The BEST episodes of Oz season 1
Every episode of Oz season 1, ranked from best to worst by thousands of votes from fans of the show. The best episodes of Oz season 1!
Oz is set deep inside the Oswald Maximum Security Prison, in an experimental unit known as Emerald City. Em City focuses on prisoner rehabilitation over public retribution. There's one set of rules from the outside looking in, and another once you're inside. Every group - Muslims, Latinos, Italians, Aryans - stick close to their mutual friends and terrorizes their mutual enemies.
#1 - A Game of Checkers
Season 1 - Episode 8 - Aired 8/25/1997
Beecher is released from the hole and Schillinger is left eyeless and weak. A riot breaks out after two white punks get into a fight over checkers. Frustration, sexuality, hate, revenge, racism all rear their ugly heads, causing the violence to escalate. Finally, after several prison officers are taken hostage, tear gas is thrown into the Emerald City and the SORT team arrives, guns blazing.
#2 - Plan B
Season 1 - Episode 7 - Aired 8/18/1997
A recovered Said ostracizes Huseni Mershah for turning his back on him when he was dying--and orders all the Muslims to cast him out. Impressed by Said's power, Groves decides to kill Glynn in his honor, but ends up stabbing and killing an officer by mistake. Condemned to death, Groves chooses the firing squad as his form of execution. Meanwhile, Schibetta is still being fed ground glass by O'Reilly and Adebisi, and ends up hemmorhaging. Beecher, transformed by prison life, finally gets revenge on his nemesis, Schillinger.

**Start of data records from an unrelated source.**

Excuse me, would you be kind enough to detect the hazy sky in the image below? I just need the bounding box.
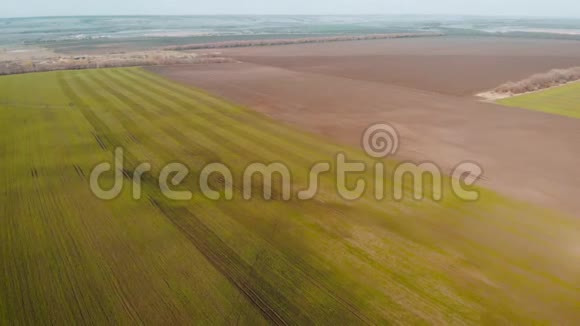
[0,0,580,18]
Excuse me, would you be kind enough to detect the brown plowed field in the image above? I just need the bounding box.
[151,37,580,216]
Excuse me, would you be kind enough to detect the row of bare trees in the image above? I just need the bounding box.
[0,51,233,75]
[493,67,580,94]
[166,32,444,51]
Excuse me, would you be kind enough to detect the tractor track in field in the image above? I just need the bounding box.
[153,200,296,325]
[67,69,370,324]
[123,71,335,165]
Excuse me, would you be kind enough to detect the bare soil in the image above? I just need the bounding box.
[150,38,580,216]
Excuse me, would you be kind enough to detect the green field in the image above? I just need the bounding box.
[498,83,580,119]
[0,68,580,325]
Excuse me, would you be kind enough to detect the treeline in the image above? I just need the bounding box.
[493,67,580,94]
[0,51,233,75]
[166,32,444,51]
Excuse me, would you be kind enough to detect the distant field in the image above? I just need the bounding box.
[498,82,580,118]
[0,68,580,325]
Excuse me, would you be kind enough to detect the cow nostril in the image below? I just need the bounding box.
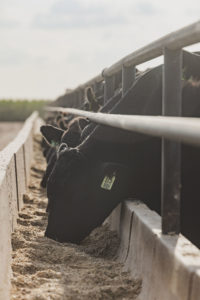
[57,143,69,153]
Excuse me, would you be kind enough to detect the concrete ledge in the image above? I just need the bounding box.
[0,112,38,300]
[110,201,200,300]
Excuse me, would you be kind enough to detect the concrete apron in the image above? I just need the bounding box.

#3 - Visits, Conjugal and Otherwise
Season 1 - Episode 2 - Aired 7/14/1997
With Schibetta and the prison brass in a race to uncover Ortolani's killer (for very different reasons), we see how inmates react to visits from both their wives and, in one case, family members who are also in prison.
#4 - God's Chillin'
Season 1 - Episode 3 - Aired 7/21/1997
Friction grows in the wake of two deaths--first Ortoloni and now Johnny Post--so Wiseguy leader Schibetta, Muslim leader Said, and Homeboy Jefferson Keane are brought together by Warden Glynn, who tells them to keep their boys quiet or else he'll lock the prison down. The tension increases following a visit from Governor Devlin, who was responsible for the ban on smoking and conjugal visits. Meanwhile, Keane has found God--just as a couple of Latinos with a grudge find him.
#5 - Straight Life
Season 1 - Episode 5 - Aired 8/4/1997
The infiltration of drugs into Oz has reached unprecedented levels; and the undercover efforts of McManus and Glynn to find out who's smuggling it in backfires in a deadly way. Despite a lockdown in the Emerald City, drugs continue to trickle in--and the blame shifts from prisoners to corrupt officials.
#6 - Capital P
Season 1 - Episode 4 - Aired 7/28/1997
Governor Devlin has reinstated capital punishment in the state; and the first Oz prisoner scheduled to die is Jefferson Keane, who killed a Latino in a skirmish set up by the Co's. Before he's executed, Keane donates a kidney to his ailing sister, then turns down lawyer-turned-inmate Tobias Beecher's offer to take up his defense. After Keane's death, Richard L'Italien -- slaughterer of women -- is executed by lethal injection after he makes a startling admission.
#7 - To Your Health
Season 1 - Episode 6 - Aired 8/11/1997
Three generations of Alvarezes--all prisoners at Oz--are united when the partiarch, Ricardo, is found face down in his cell, suffering from Alzheimer's disease. Meanwhile, Tobias Beecher, who as the neo-Nazi Schillinger's "girlfriend" has been forced to wear women's clothes, flips out after taking PCP and sends Schillinger to the hospital with an eye cut. Other inmates aren't exactly the picture of health, either. Mob boss Schibetta has stomach pains caused by ground glass intentionally mixed in with his food, and Muslim leader Kareem Said has a heart attack after refusing to take medication for high blood pressure.
#8 - The Routine
Season 1 - Episode 1 - Aired 7/12/1997
In the "Emerald City" experimental unit of Oswald State Penitentiary, we meet some of the diverse inmates who live within a pecking order of Homeboys, Latinos, Muslims, Irish, Aryans, and Wiseguys. No clear-cut leader emerges -- with the possible exception of Kareem Said, a Muslim author who preaches non-violence and abstinence. Said's arrival doesn't prevent a short-fused Mafia inmate named Dino Ortolani from ticking off just about everybody--a habit that ends up burning him.